La nouvelle vie de veuf retraité commence pour Robert Segura à 66 ans. Il partage son temps entre Paris, Golfe-Juan et des voyages organisés, notamment aux Etats-Unis. Le théâtre continue de l’intéresser, et devenu vétéran du Théâtre Club, une majorité d’adhérents lui demandent d’en prendre la présidence, qu’il finit par accepter. A la fin des années 1970, il finit par quitter son appartement du 33 rue Notre-Dame de Lorette, à Paris 9e, dans lequel mon frère Alain et moi-même avons passé toute notre enfance. Il va vivre définitivement sur la Côte-d’Azur, d’abord à Golfe-Juan, puis à Cannes dans un nouvel immeuble sur la Croisette, le Gray d’Albion, bâti sur les décombres de l’ancien hôtel portant le même nom. Lorsqu’il vient à Paris, je l’héberge dans une aile de mon appartement qu’on aménage pour lui. Cela lui permet de passer du temps avec ses petits enfants Olivia (née en 1981) et Arthur (né en 1983) qui l’adorent et l’appellent « grand-père » à sa demande.

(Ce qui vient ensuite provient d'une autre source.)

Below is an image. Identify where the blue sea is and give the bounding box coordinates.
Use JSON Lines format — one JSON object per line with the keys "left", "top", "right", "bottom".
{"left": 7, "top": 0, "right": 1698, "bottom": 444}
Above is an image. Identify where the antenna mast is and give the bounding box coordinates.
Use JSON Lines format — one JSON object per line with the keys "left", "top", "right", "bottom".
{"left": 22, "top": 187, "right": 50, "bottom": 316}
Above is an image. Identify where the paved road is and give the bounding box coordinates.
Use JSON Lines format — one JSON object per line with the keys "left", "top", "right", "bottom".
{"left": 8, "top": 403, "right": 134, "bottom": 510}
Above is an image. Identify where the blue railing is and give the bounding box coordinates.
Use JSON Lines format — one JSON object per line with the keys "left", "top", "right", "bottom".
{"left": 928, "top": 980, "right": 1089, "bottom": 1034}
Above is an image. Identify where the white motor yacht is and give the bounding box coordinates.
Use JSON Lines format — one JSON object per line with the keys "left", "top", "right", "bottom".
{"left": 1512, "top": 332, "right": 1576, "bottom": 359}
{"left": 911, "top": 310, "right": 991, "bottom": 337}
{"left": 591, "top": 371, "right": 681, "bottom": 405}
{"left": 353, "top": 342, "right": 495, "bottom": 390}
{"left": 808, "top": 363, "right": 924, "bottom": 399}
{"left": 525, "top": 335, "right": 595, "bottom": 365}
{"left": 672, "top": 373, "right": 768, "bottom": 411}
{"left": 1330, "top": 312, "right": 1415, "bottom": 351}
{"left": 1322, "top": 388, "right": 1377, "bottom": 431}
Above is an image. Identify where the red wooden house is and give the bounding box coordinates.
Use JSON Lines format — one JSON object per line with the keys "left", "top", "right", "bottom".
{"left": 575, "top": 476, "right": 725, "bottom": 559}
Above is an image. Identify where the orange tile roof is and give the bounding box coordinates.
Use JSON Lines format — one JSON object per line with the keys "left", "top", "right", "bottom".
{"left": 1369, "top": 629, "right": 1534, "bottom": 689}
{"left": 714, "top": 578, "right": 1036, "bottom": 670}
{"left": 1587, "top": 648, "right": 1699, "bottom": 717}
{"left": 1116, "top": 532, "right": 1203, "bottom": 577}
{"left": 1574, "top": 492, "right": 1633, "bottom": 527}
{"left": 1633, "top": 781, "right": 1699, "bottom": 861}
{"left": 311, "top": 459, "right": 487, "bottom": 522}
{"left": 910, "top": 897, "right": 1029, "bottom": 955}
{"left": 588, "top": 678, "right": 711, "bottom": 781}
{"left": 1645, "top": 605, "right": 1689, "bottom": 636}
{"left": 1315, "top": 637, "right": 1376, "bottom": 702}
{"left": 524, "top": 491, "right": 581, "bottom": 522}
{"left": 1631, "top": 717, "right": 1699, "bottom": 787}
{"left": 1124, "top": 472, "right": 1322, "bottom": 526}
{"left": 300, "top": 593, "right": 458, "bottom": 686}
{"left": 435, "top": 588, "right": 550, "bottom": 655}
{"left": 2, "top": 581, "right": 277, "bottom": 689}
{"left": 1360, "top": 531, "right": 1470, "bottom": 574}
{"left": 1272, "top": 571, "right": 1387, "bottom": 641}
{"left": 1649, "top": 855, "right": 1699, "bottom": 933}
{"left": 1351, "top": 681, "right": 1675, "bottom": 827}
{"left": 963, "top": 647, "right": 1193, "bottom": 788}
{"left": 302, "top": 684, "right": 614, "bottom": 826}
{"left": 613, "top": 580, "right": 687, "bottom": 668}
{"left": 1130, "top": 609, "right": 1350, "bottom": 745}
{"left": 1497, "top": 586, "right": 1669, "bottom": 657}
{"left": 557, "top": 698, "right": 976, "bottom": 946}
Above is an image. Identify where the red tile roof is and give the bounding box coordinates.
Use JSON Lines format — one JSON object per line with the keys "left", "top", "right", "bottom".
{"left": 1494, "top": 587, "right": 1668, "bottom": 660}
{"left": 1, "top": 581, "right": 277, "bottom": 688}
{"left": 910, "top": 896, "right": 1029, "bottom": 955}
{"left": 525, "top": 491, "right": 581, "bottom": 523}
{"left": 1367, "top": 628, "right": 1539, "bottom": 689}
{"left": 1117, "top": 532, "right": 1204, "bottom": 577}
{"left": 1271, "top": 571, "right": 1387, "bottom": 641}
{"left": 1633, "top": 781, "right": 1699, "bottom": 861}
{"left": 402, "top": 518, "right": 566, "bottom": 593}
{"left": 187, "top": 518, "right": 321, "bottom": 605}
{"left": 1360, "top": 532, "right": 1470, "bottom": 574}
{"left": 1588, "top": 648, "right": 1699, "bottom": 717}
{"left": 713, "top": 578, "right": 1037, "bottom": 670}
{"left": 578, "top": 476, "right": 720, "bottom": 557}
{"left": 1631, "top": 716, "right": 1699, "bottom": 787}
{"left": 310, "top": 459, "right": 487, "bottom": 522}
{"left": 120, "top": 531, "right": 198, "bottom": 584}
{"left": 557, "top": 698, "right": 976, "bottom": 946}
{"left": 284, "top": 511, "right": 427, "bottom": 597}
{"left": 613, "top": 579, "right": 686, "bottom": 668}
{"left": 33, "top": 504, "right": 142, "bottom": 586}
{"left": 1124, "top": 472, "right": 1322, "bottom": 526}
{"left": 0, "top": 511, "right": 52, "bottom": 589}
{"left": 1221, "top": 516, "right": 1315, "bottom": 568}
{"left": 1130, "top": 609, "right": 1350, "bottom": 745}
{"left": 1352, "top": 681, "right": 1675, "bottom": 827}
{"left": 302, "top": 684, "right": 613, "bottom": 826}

Robert Segura passe à Cannes les dernières années de sa vie, se faisant beaucoup d’amis, fréquentant des associations comme les Clubs France Etats-Unis ou France Grande-Bretagne. Il décède chez lui le 26 juin 1992, quelques jours avant la naissance de ma fille Viviane Lee qu’il n’aura jamais connue.


Il aurait eu 100 ans en 2010.

 

Jean SEGURA

Robert Segura Jean Segura

Robert Segura et Jean Segura à devant le Majestic à Cannes dans les années 1990. © Carol Shyman

Robert SEGURA en Turquie (1910-1930)

Notes prises sous la dictée de mon père en février 1992, quelques mois avant sa mort :

Parents

Père, Albert SEGURA : né en 1883 – mort en 1941 à Istanbul
Mère, Virginie SARFATI : née en 1885 – morte à Paris en 1948
Fiancés en 1906
Mariés en 1908 à Balat (quartier traditionnel juif de Fatih sur la rive doite de la Corne d'Or à Istanbul)


Enfants
Robert SEGURA : né le 3 mai 1910, à Istanbul – (mort le 26 juin 1992 à Cannes)
Jacques SEGURA, né en avril 1912, mort en 1962 à Istanbul.

Roumanie
Albert SEGURA émigre seul en Roumanie en octobre 1912, suivi par sa famille en mars avril 1913. Ils vivent à Costanza sur les bords de la Mer Noire.
Albert SEGURA est mobilisé dans l’armée roumaine en 1916. A partir de 1917, les SEGURA vont aller vivre à Braila en Roumanie, puis retournent en Turquie en 1918.

Turquie : écoles et 1er emploi
Robert SEGURA a 8 ans.
Ecole allemande Goldschmidt à Istanbul : 1918 – 1922
British School à Istanbul : 1922 – 1926
Premier emploi chez Hatem Frères (Elie et Oscar) : 1926 – 1930.

Son patron dit un jour de lui : « J’ai besoin de Robert comme on a besoin de pain ».